Lugosi was keen to keep his refined features unobstructed by
fangs or furry applications when he brought his vampire to the screen for
Universal. Film historians love to speculate about how Dracula might have
looked had Lon Chaney lived long enough to portray him. They often imagine a
count more along the lines of the terrifying pseudo-vamp Chaney played in London After Midnight, with his buggy
eyes and razor teeth. Maybe he would have looked something like Max Schreck’s
even scarier bald, rat-like count in Nosferatu.
Or maybe Chaney would have gone to the source text and based his creature on
Stoker’s hairy-palmed menace. Driven by vanity— and perhaps unconsciously
recognizing a powerful image when he created one— Lugosi would have none of
this. Lugosi’s Dracula just looked like Lugosi, not even sporting the
exaggerated widow’s peak he’d wear in Mark of the Vampire, the 1935 remake of London After Midnight.
Following Nosferatu
and London After Midnight, Lugosi’s
Dracula must have seemed like a radical rewrite of the vampire. However, there
had been dashing, even beautiful, vampires even before Stoker’s novel was
published in 1897. The genre’s first significant fiction was Dr. John
Polidori’s “The Vampyre” (1819). Dr. John began his story at that same fateful
Swiss getaway that saw Mary Shelley conceive Frankenstein. Despite a ghastly pallor, the “form and outline” of
Lord Ruthven’s face are “beautiful” and “many of the female hunters… attempted
to win his attentions, and gain, at least, some marks of what they might term
affection…” The cutesy-pie named
Varney in James Malcom Rymer’s Varney the
Vampire (1847)—with his “dreadful eyes,” “horrible” face, and “hideous”
teeth— was more akin to the creature Stoker would create, but the title
character of Joseph Sheridan Le Fanu’s Carmilla
(1871) was “pretty, even beautiful,” and up for some lesbian action intended to
titillate readers also invited to condemn her “unnatural” desires; that way everyone
could get their rocks off while still feeling morally superior.

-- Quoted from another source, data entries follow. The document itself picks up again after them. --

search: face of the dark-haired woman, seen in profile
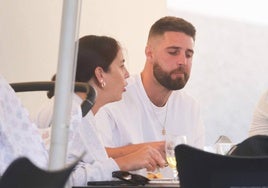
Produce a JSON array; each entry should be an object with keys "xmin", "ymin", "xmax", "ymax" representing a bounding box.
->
[{"xmin": 105, "ymin": 50, "xmax": 129, "ymax": 102}]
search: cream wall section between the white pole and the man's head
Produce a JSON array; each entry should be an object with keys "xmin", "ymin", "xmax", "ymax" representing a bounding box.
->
[{"xmin": 77, "ymin": 0, "xmax": 167, "ymax": 73}]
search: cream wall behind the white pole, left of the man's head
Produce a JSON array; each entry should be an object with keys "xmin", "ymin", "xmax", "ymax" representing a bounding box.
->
[{"xmin": 0, "ymin": 0, "xmax": 167, "ymax": 114}]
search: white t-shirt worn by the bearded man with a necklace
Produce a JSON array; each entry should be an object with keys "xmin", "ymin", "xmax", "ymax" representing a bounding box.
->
[{"xmin": 95, "ymin": 75, "xmax": 204, "ymax": 149}]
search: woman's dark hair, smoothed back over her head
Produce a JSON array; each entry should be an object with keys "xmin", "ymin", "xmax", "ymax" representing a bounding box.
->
[{"xmin": 75, "ymin": 35, "xmax": 121, "ymax": 82}]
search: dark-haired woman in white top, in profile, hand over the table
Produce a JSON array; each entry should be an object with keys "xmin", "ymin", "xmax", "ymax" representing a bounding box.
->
[{"xmin": 34, "ymin": 35, "xmax": 165, "ymax": 185}]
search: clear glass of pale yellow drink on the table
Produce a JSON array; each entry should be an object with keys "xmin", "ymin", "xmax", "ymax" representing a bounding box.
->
[{"xmin": 166, "ymin": 134, "xmax": 186, "ymax": 181}]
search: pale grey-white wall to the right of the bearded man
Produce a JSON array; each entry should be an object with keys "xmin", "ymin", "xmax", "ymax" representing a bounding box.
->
[{"xmin": 169, "ymin": 8, "xmax": 268, "ymax": 145}]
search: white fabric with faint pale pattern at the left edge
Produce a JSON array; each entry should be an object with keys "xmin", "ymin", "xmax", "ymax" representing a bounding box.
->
[{"xmin": 0, "ymin": 75, "xmax": 48, "ymax": 174}]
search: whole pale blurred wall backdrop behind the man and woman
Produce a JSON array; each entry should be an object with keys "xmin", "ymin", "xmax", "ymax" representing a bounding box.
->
[{"xmin": 0, "ymin": 0, "xmax": 268, "ymax": 145}]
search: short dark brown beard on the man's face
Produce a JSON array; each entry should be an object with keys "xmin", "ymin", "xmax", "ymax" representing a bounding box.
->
[{"xmin": 153, "ymin": 62, "xmax": 189, "ymax": 90}]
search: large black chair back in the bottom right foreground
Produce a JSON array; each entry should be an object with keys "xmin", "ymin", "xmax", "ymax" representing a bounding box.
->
[{"xmin": 175, "ymin": 144, "xmax": 268, "ymax": 188}]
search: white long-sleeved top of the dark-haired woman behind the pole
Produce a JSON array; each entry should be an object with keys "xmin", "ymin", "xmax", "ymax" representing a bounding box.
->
[{"xmin": 35, "ymin": 94, "xmax": 119, "ymax": 186}]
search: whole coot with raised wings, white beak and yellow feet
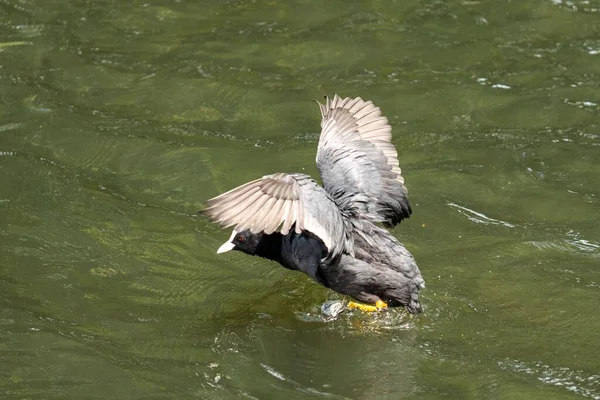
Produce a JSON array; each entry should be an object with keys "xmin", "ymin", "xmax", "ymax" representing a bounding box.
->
[{"xmin": 202, "ymin": 94, "xmax": 425, "ymax": 314}]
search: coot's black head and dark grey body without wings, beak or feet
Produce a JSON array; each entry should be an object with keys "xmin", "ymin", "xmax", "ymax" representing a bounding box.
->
[{"xmin": 232, "ymin": 216, "xmax": 424, "ymax": 314}]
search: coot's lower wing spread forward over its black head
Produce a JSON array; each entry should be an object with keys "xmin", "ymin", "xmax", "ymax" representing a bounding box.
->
[{"xmin": 202, "ymin": 173, "xmax": 352, "ymax": 256}]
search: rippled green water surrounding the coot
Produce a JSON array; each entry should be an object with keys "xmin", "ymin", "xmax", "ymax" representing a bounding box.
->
[{"xmin": 0, "ymin": 0, "xmax": 600, "ymax": 399}]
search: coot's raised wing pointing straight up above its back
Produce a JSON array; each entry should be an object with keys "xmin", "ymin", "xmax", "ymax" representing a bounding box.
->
[{"xmin": 317, "ymin": 95, "xmax": 412, "ymax": 226}]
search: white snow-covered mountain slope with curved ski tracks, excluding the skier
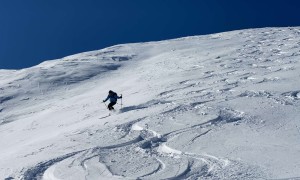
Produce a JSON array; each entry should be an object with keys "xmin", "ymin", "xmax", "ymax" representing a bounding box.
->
[{"xmin": 0, "ymin": 28, "xmax": 300, "ymax": 180}]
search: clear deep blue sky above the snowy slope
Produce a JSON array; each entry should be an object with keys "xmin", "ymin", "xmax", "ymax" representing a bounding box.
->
[{"xmin": 0, "ymin": 0, "xmax": 300, "ymax": 69}]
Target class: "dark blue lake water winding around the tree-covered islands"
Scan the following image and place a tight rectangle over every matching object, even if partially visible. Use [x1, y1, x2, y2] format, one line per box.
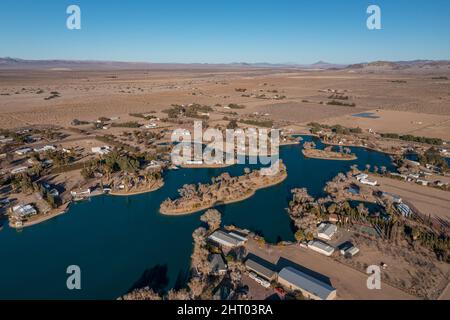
[0, 137, 395, 299]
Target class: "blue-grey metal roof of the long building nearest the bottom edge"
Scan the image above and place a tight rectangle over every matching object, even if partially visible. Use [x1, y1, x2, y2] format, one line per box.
[278, 267, 336, 300]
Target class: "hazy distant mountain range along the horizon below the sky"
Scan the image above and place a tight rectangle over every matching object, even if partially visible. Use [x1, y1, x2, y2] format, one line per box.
[0, 57, 450, 72]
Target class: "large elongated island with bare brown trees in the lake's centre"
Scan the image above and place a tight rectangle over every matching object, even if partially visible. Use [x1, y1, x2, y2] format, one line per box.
[160, 160, 287, 215]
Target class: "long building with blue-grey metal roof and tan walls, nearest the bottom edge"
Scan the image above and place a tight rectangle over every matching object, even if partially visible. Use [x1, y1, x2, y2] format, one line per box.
[278, 267, 337, 300]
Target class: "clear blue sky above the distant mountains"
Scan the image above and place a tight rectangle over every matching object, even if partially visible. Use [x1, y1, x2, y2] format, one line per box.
[0, 0, 450, 63]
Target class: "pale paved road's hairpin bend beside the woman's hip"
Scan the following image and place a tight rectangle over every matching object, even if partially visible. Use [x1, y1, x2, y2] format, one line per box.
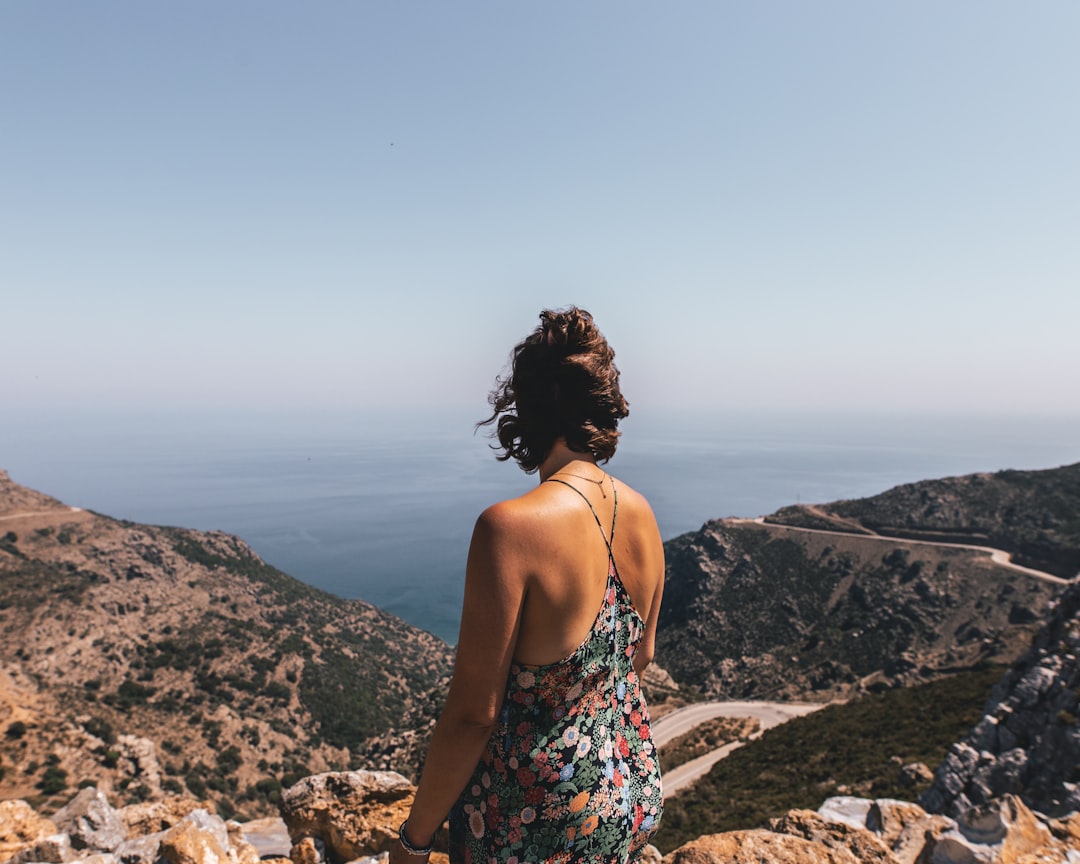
[652, 702, 825, 795]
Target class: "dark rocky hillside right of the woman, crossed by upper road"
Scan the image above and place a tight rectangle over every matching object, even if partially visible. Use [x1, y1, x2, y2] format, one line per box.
[657, 465, 1080, 700]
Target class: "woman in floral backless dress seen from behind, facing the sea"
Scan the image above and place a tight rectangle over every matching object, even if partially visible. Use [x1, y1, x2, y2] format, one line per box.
[390, 307, 664, 864]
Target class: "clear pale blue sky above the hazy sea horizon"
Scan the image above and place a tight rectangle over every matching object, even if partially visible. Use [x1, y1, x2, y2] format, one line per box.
[0, 0, 1080, 421]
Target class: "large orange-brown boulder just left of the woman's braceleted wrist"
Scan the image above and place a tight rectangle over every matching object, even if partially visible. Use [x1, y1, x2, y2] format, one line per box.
[281, 771, 416, 864]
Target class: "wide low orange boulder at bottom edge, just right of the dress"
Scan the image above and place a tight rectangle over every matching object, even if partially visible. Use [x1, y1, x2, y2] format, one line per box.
[663, 829, 860, 864]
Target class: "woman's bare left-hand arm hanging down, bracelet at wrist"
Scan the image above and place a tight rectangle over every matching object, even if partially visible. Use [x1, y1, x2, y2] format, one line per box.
[390, 502, 525, 864]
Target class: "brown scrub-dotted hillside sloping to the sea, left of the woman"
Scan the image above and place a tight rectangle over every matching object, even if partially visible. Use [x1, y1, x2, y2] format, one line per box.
[0, 472, 451, 814]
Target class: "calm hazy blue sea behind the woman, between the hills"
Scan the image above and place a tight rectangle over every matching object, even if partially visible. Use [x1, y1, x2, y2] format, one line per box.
[0, 409, 1080, 644]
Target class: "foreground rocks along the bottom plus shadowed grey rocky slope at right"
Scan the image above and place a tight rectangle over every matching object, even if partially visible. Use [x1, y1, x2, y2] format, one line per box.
[10, 585, 1080, 864]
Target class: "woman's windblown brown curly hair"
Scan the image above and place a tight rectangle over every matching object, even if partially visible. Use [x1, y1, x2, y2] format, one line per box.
[476, 306, 630, 474]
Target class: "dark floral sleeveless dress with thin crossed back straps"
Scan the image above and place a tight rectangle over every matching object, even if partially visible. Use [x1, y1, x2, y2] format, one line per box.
[449, 478, 663, 864]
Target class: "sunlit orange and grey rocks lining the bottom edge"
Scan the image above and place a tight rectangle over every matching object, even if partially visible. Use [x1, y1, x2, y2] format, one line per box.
[0, 771, 1080, 864]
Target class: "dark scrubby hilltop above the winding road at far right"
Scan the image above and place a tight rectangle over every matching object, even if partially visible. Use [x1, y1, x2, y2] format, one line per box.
[766, 462, 1080, 579]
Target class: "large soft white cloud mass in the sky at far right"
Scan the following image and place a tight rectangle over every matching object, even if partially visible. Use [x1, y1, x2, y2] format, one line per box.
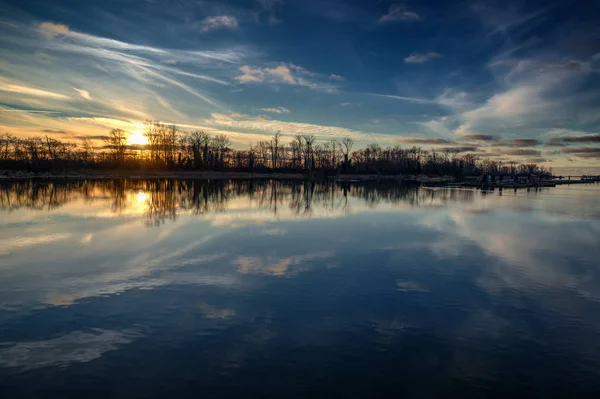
[428, 43, 600, 146]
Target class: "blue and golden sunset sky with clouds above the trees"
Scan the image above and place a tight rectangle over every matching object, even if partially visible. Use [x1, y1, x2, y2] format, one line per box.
[0, 0, 600, 172]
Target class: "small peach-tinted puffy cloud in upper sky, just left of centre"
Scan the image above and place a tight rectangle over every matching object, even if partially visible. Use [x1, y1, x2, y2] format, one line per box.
[235, 63, 337, 93]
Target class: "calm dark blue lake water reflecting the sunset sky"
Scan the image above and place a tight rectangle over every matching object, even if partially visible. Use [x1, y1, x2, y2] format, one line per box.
[0, 181, 600, 398]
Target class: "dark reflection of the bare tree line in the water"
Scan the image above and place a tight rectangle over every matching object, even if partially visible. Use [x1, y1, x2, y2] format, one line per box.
[0, 179, 475, 226]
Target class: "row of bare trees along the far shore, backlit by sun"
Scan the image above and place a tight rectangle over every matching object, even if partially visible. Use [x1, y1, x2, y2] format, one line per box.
[0, 121, 552, 177]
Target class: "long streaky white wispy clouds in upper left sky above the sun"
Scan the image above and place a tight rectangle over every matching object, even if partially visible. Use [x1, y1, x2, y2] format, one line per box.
[27, 18, 246, 112]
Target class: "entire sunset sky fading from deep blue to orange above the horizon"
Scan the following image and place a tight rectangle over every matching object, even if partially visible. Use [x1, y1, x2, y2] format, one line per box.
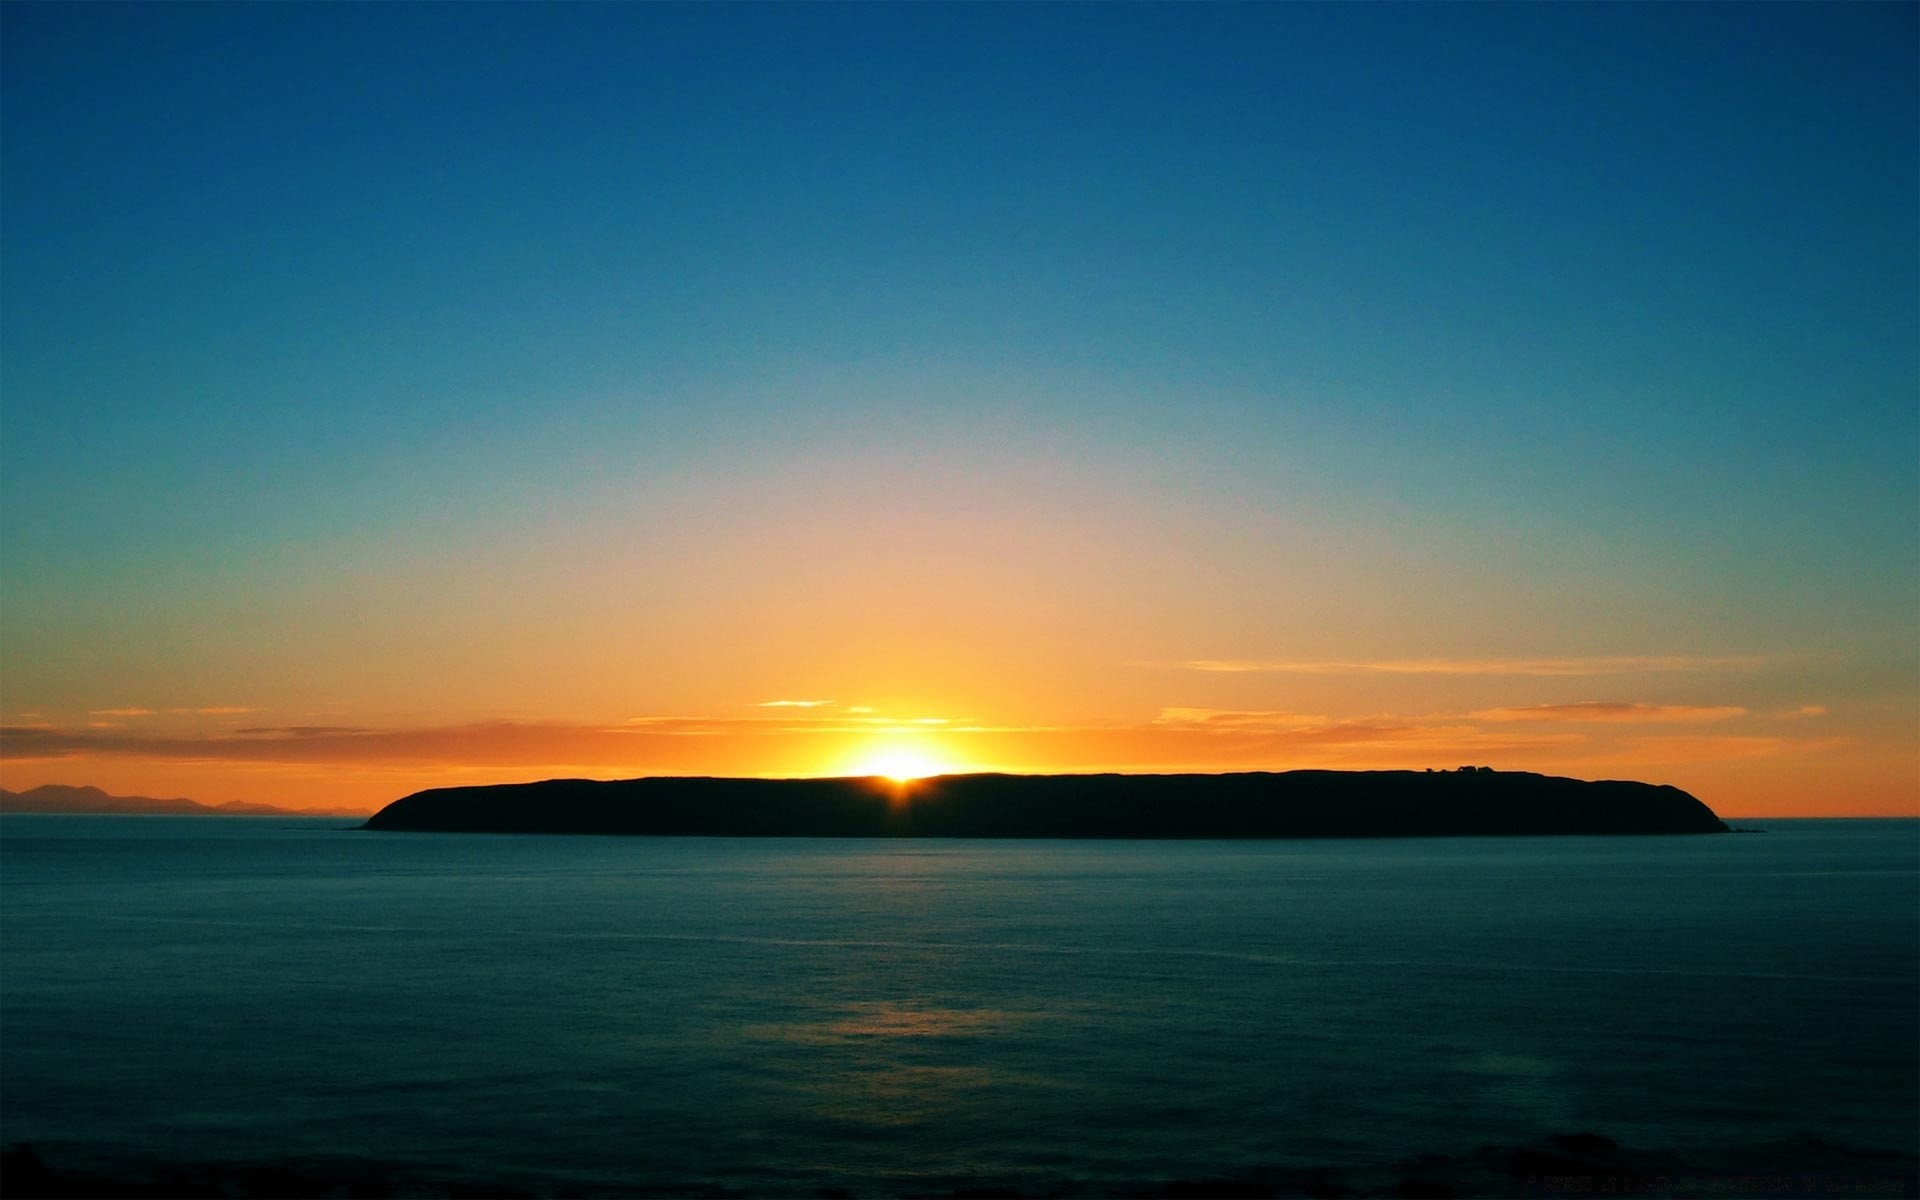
[0, 4, 1920, 816]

Lugosi was not the first good-looking, sexually
attractive vampire, but he refined the vampire concept so powerfully and
pervasively that he nearly negated the very option that these creatures could
be anything less than Playgirl-ready.
The ugly vampires of cinema future usually paid explicit homage to Max Schreck
(Reggie Nalder’s Kurt Barlow in Salem’s
Lot, Klaus Kinski in Nosferatu:
Phantom der Nacht). More commonly, we could expect super hunks like Christopher
Lee, Louis Jordan, Frank Langella, and Gary Oldman to don the cape. Perhaps
Anne Rice put the final nail in the ugly count’s coffin, opening the crypt door
for Tom Cruise and Brad Pitt to take vampire attractiveness to absurd extremes
in Interview with the Vampire, and
paving the Borgo Pass for Robert Pattinson’s dreamy-weamy Eddie “Munster”
Cullen in Twilight.
So should Lugosi be praised or condemned for so assuredly
re-vamping the vampire for generations to come? Well, it is what it is, and
maybe sexing up the vamp is not even his greatest crime, for he is
responsible—unintentionally, of course—for thick, Hungarian accents intoning “I vant to suck your blaahd!” or simply “Blah!” or other such nonsense that
appears nowhere in Tod Browning’s film. Without Lugosi, there would be no
Groovie Goolie Drac, no Count von Count (“Von bat! Tooo bats! Ha, ha, ha!”), no
Count Chocula (“Vith chocolate flavored sweeties!”), and no Count Blah
(“Blah!”).
Yet Dracula, has not suffered by such parodies. Only
Sherlock Holmes rivals him as the character most often depicted on screen. The
count remains un-alive and well in the 21st century, goofing around
in the current cartoon Hotel Transylvania
and ready to re-sex y’all as embodied by sexy sexer Jonathan Rhys Meyers in a
T.V. series slated to air on NBC next year. While the timelessness of Stoker’s
novel must take some credit, Lugosi’s equally timeless portrayal of Dracula is
just as responsible for the character’s unbelievable longevity. That’s quite a
supernatural achievement.
Bela Lugosi was born 130 years ago today.